Kratz F
Eur J Clin Pharmacol. 1976 Jun 15;10(2):133-7. doi: 10.1007/BF00609472.
The specific activity of coumarin-7-hydroxylase was measured in liver microsomes from normal subjects and patients with liver disease. Liver specimens were obtained by needle biopsy and the microsomal fraction was separated by differential centrifugation. Its freedom from mitochondria was demonstrated by the absence of succinic dehydrogenase, a marker enzyme for mitochondria. Liver from healthy subjects showed variation in the specific activity of coumarin-7-hydroxylase from 0.16 to 0.65 nmol-mg-1-min-1, which is probably due to genetic factors. Patients with cirrhosis of the liver, chronic fatty hepatitis (chronic alcoholic hepatitis) and chronic active hepatitis showed a significantly lower mean hydroxylase activity. There was no significant difference in the mean level of hydroxylase between patients with subacute viral hepatitis or chronic persistent hepatitis and the normal controls.

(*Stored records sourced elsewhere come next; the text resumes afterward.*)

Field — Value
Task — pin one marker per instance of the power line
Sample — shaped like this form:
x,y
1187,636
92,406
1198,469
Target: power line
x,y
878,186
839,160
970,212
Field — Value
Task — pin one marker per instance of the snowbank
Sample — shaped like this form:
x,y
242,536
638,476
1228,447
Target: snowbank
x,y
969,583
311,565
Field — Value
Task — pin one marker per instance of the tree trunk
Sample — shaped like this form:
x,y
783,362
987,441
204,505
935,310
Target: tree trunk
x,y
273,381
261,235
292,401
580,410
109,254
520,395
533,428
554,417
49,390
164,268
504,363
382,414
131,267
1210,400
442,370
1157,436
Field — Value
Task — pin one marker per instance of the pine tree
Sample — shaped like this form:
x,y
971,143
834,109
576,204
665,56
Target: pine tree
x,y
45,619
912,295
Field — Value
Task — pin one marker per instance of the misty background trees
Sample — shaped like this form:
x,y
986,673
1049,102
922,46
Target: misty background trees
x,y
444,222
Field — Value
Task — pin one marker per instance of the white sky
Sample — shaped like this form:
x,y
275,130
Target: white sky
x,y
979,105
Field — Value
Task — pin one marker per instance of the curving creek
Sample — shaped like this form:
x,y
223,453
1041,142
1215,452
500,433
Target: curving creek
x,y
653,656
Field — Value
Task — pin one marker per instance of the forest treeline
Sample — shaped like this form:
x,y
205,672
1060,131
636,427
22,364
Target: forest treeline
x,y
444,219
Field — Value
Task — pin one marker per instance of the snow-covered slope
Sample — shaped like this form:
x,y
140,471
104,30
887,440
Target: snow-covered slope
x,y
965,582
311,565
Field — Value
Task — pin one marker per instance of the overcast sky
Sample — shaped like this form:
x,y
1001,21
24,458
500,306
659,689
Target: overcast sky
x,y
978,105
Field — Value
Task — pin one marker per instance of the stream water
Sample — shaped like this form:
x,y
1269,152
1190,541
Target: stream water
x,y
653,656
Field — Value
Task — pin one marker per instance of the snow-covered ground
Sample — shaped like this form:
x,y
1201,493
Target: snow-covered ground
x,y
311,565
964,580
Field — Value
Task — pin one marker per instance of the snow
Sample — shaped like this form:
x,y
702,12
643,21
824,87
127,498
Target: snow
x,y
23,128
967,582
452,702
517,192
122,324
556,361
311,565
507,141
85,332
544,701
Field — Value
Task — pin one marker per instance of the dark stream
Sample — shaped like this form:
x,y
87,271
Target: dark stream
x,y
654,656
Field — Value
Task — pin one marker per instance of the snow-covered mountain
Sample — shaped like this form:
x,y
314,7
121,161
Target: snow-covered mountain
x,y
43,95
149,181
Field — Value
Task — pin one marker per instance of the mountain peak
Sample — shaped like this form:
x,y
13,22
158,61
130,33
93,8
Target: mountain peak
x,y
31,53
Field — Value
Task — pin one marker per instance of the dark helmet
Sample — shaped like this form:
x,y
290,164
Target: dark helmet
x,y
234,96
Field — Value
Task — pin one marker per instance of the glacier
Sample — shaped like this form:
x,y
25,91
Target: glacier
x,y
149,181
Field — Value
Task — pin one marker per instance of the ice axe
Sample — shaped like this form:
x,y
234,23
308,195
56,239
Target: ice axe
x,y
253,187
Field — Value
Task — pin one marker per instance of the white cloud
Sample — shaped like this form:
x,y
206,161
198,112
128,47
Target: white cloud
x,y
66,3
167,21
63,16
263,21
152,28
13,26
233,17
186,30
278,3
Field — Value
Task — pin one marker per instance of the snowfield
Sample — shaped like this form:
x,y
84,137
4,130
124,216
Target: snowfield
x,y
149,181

在正常受试者和肝病患者的肝微粒体中测定了香豆素-7-羟化酶的比活性。通过针吸活检获取肝脏标本,采用差速离心法分离微粒体部分。通过缺乏琥珀酸脱氢酶(一种线粒体标记酶)证明其不含线粒体。健康受试者肝脏中香豆素-7-羟化酶的比活性在0.16至0.65 nmol·mg⁻¹·min⁻¹之间变化,这可能是由遗传因素导致的。肝硬化、慢性脂肪性肝炎(慢性酒精性肝炎)和慢性活动性肝炎患者的平均羟化酶活性显著降低。亚急性病毒性肝炎或慢性持续性肝炎患者与正常对照组之间的羟化酶平均水平无显著差异。